Rare Pokemon Card Sells For $60,000, Then Gets Lost In The Mail
Trading cards can sell for hundreds of dollars, making them serious business for collectors. The rarer the card, the more it’s worth. Case in point with Trainer No. 3, a rare Pokémon card that sold for $60,000 in August 2018. That same card, sold through eBay, has turned up missing–or lost–in the mail. No one really knows.

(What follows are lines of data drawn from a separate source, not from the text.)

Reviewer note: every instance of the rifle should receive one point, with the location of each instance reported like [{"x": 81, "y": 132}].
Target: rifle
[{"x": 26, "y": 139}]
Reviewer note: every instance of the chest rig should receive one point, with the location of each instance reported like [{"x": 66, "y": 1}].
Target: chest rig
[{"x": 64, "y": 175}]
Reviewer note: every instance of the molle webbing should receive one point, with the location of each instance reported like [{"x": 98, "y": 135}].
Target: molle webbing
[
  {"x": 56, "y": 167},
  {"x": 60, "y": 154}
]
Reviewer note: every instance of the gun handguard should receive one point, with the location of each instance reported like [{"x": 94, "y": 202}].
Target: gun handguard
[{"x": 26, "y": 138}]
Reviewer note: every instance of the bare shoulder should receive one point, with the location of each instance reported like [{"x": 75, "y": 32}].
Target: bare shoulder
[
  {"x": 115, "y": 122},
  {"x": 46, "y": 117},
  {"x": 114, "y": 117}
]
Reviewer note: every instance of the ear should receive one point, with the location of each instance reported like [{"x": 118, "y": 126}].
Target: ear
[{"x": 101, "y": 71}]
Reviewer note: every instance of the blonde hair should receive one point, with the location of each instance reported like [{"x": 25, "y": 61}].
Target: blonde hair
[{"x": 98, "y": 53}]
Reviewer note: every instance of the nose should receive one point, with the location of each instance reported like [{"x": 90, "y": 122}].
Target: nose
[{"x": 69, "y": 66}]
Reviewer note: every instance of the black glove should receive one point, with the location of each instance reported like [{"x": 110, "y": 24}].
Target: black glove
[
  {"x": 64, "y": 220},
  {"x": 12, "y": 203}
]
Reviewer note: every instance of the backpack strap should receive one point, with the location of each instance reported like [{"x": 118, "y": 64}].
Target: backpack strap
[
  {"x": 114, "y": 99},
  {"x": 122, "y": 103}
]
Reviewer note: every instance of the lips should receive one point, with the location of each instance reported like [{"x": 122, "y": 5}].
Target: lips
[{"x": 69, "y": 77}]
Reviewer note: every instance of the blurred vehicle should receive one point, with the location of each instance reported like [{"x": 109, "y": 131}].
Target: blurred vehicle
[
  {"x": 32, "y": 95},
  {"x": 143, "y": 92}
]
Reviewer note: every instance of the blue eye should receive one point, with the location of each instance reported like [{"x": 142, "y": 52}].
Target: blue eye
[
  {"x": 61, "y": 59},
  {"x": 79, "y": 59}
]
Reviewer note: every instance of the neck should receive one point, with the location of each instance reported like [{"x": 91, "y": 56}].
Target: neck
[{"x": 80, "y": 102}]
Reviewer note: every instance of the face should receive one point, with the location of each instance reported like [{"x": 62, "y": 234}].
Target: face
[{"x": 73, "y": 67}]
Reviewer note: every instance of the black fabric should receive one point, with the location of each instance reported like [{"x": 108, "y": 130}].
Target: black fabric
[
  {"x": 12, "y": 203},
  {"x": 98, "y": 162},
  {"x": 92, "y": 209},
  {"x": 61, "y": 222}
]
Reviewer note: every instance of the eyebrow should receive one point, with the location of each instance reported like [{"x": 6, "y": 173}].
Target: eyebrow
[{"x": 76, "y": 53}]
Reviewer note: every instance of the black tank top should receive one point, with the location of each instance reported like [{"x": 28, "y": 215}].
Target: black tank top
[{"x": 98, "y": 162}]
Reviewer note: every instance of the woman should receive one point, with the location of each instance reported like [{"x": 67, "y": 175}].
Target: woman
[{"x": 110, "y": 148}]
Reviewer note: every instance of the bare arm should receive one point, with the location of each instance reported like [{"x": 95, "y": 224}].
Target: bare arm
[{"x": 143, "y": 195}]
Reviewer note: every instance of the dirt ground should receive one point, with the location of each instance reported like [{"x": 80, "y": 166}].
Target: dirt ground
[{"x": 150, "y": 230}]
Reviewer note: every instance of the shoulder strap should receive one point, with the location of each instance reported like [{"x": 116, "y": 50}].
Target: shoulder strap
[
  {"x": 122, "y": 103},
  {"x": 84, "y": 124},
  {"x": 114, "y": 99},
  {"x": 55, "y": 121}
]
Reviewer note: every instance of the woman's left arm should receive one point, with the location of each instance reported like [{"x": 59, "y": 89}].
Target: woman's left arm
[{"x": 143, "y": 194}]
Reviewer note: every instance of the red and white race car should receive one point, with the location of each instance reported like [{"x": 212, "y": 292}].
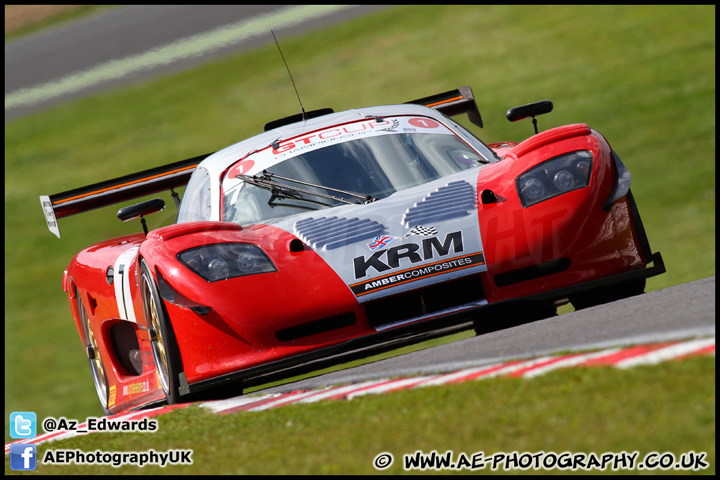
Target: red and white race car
[{"x": 332, "y": 235}]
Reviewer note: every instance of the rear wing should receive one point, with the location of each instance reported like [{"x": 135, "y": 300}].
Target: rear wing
[
  {"x": 454, "y": 102},
  {"x": 117, "y": 190}
]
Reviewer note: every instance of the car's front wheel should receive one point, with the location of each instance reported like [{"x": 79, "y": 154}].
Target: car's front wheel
[{"x": 162, "y": 337}]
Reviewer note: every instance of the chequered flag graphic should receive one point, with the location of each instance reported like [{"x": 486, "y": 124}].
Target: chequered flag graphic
[
  {"x": 380, "y": 241},
  {"x": 420, "y": 230}
]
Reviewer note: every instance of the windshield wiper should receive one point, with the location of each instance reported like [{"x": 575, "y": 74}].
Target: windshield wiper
[{"x": 266, "y": 181}]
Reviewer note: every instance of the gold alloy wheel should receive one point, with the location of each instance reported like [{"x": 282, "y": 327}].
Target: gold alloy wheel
[{"x": 93, "y": 353}]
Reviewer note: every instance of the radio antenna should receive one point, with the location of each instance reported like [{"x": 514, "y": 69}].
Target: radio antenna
[{"x": 291, "y": 79}]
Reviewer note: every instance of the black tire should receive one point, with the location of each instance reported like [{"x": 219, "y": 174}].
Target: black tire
[
  {"x": 608, "y": 294},
  {"x": 162, "y": 337},
  {"x": 97, "y": 368}
]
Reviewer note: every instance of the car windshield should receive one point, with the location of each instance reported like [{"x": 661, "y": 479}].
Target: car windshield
[{"x": 373, "y": 166}]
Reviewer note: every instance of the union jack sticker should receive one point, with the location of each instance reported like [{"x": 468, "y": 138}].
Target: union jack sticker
[{"x": 380, "y": 241}]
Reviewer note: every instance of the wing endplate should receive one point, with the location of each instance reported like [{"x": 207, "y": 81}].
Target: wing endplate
[
  {"x": 454, "y": 102},
  {"x": 117, "y": 190}
]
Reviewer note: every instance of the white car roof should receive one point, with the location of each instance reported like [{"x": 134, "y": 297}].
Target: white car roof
[{"x": 222, "y": 159}]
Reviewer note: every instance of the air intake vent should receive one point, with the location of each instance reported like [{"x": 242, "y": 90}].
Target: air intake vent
[
  {"x": 454, "y": 200},
  {"x": 334, "y": 232}
]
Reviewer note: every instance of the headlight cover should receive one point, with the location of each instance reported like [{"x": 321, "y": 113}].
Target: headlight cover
[
  {"x": 561, "y": 174},
  {"x": 221, "y": 261}
]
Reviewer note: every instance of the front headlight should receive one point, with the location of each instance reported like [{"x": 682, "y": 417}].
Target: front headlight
[
  {"x": 221, "y": 261},
  {"x": 554, "y": 177}
]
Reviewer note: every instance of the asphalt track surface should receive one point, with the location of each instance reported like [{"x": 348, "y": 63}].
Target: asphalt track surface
[
  {"x": 131, "y": 44},
  {"x": 683, "y": 311},
  {"x": 674, "y": 313}
]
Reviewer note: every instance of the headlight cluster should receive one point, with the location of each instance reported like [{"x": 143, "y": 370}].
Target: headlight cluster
[
  {"x": 221, "y": 261},
  {"x": 554, "y": 177}
]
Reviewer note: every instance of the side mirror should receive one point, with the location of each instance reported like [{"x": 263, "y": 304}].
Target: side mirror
[
  {"x": 141, "y": 209},
  {"x": 530, "y": 110}
]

Trainer No. 3 holds a lot of history in its paperboard: It was only given to the third-place winner of Pokémon competition Super Secret Battle in Japan in 1999. Polygon reports that the card ended up in the hands of eBay seller pokemonplace, who used international delivery service Aramex to send Trainer No. 3 to its buyer. Pokemonplace says it sent the card, sealed in a plastic container with a unique holo pattern, to Aramex via USPS, with $50,000 insurance. Aramex signed for a bulk lot from USPS that was supposed to include the card–but Aramax says Trainer No. 3 wasn’t in the delivery, which included a medley of other items as well. Right now, no one has a clue where it is.

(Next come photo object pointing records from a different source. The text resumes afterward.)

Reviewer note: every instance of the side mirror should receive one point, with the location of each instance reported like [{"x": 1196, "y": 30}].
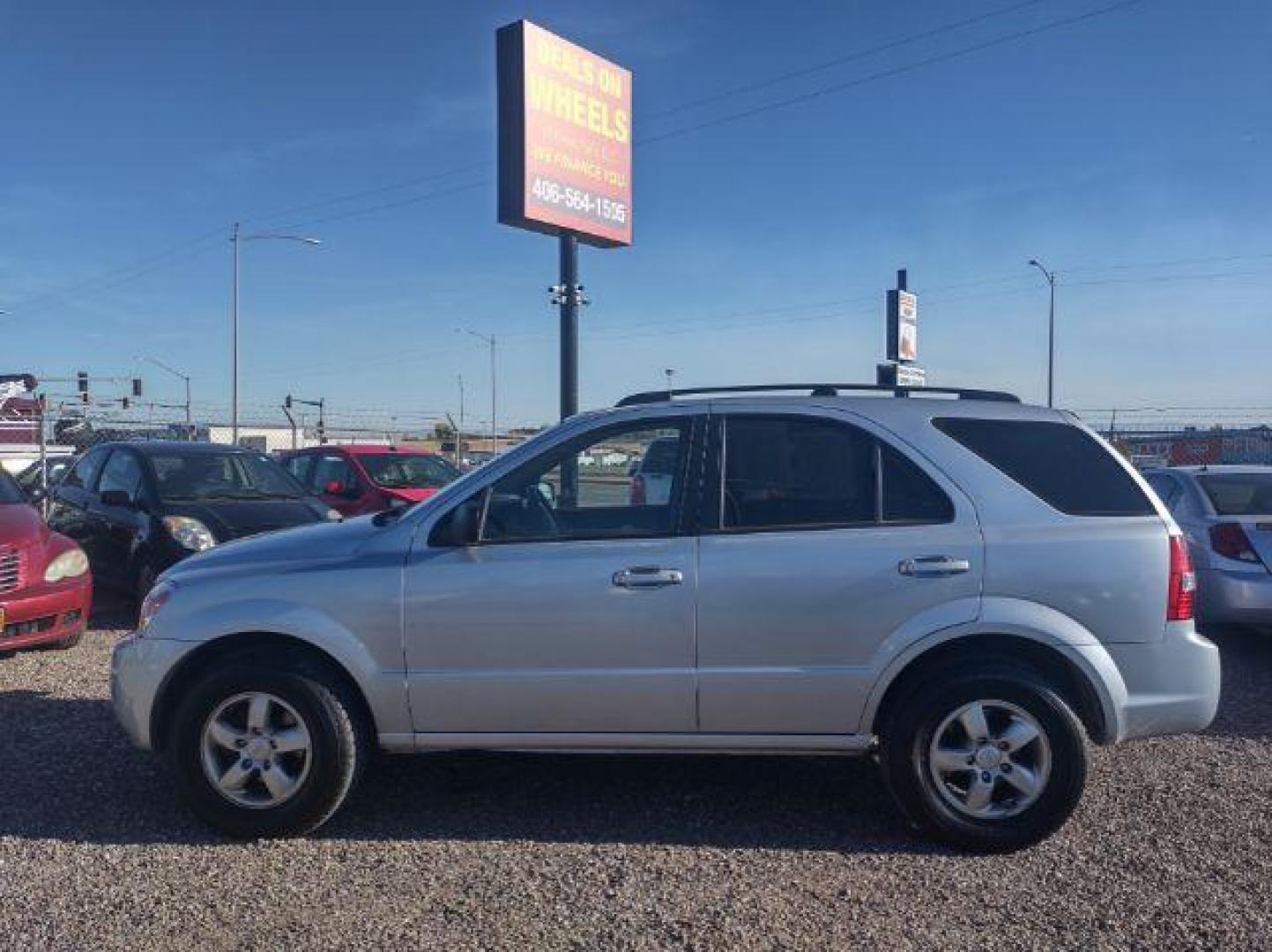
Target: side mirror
[
  {"x": 548, "y": 492},
  {"x": 115, "y": 498},
  {"x": 458, "y": 528}
]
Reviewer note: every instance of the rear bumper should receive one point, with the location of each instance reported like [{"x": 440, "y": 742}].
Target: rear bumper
[
  {"x": 46, "y": 614},
  {"x": 1172, "y": 686},
  {"x": 1237, "y": 597}
]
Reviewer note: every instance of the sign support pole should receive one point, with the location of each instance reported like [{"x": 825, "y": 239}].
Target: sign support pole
[
  {"x": 570, "y": 298},
  {"x": 570, "y": 295}
]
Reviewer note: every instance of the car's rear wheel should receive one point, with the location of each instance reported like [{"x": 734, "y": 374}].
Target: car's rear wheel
[
  {"x": 986, "y": 759},
  {"x": 267, "y": 745}
]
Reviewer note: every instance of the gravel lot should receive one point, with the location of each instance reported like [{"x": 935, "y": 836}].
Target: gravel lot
[{"x": 1172, "y": 846}]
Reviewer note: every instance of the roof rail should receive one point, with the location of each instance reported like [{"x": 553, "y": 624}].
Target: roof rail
[{"x": 818, "y": 390}]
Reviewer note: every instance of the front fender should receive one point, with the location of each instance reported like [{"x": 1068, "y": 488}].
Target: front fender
[
  {"x": 1014, "y": 617},
  {"x": 382, "y": 681}
]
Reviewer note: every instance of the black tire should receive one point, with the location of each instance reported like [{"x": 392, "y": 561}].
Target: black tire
[
  {"x": 340, "y": 742},
  {"x": 61, "y": 644},
  {"x": 906, "y": 739}
]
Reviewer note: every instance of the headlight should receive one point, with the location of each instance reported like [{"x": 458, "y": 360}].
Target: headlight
[
  {"x": 189, "y": 532},
  {"x": 68, "y": 565},
  {"x": 152, "y": 602}
]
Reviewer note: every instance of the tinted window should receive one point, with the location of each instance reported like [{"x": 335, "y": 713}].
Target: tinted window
[
  {"x": 84, "y": 472},
  {"x": 9, "y": 492},
  {"x": 1239, "y": 493},
  {"x": 588, "y": 489},
  {"x": 795, "y": 471},
  {"x": 909, "y": 493},
  {"x": 183, "y": 476},
  {"x": 1062, "y": 465},
  {"x": 299, "y": 466},
  {"x": 333, "y": 469},
  {"x": 123, "y": 473},
  {"x": 407, "y": 470}
]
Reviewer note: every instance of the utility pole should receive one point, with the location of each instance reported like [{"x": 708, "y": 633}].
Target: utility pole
[
  {"x": 237, "y": 240},
  {"x": 459, "y": 433},
  {"x": 190, "y": 423},
  {"x": 1051, "y": 331},
  {"x": 490, "y": 340}
]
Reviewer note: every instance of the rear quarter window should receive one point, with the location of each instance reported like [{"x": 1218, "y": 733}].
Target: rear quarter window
[{"x": 1062, "y": 465}]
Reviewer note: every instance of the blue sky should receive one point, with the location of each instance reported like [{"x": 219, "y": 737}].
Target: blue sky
[{"x": 1131, "y": 152}]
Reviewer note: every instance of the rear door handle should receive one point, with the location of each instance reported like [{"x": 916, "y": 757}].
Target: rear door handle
[
  {"x": 648, "y": 576},
  {"x": 930, "y": 567}
]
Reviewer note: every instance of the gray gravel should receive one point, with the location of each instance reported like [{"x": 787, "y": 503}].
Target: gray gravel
[{"x": 1171, "y": 849}]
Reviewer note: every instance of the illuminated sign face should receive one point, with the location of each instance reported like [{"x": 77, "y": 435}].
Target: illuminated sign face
[
  {"x": 565, "y": 144},
  {"x": 902, "y": 326}
]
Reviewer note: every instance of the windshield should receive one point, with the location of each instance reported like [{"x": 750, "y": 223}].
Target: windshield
[
  {"x": 407, "y": 470},
  {"x": 1239, "y": 493},
  {"x": 187, "y": 476},
  {"x": 9, "y": 492}
]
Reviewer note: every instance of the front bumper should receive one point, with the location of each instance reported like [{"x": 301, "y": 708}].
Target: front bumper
[
  {"x": 45, "y": 614},
  {"x": 1235, "y": 597},
  {"x": 139, "y": 668},
  {"x": 1172, "y": 686}
]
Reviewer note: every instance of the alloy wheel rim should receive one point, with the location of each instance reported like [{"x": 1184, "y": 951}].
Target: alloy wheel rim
[
  {"x": 990, "y": 760},
  {"x": 256, "y": 750}
]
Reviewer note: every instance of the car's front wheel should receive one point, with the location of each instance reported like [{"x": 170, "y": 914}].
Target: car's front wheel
[
  {"x": 267, "y": 745},
  {"x": 987, "y": 759}
]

“My responsibility was to ship the card to Aramex […] a middle man company that then ships the card to the buyer,” pokemonplace said. “The tracking information I have was with registered mail and shows tracking and a signature. Aramex claims they haven’t received it and signed for a bulk lot.”
An insurance claim cannot be filed because Aramex signed for the bulk lot.
Avid collector and Pokémon card enthusiast smpratte has theorized what might have happened but has no proof to support the conclusion. Smpratte thinks someone saw how much the card sold for and thought to bank on the paperboard’s price tag. Unfortunately, reselling Trainer No. 3 is impossible due to its originality and recognition in the fandom. You can check out his deductive reasoning in the video below.
Was it lost? Was it stolen? There doesn’t seem to be a definitive answer, but pokemonplace is chucking the whole thing up as a loss. “I would classify it as lost,” pokemonplace said. The seller is willing to pay $1,000 to anyone with information about the card’s whereabouts.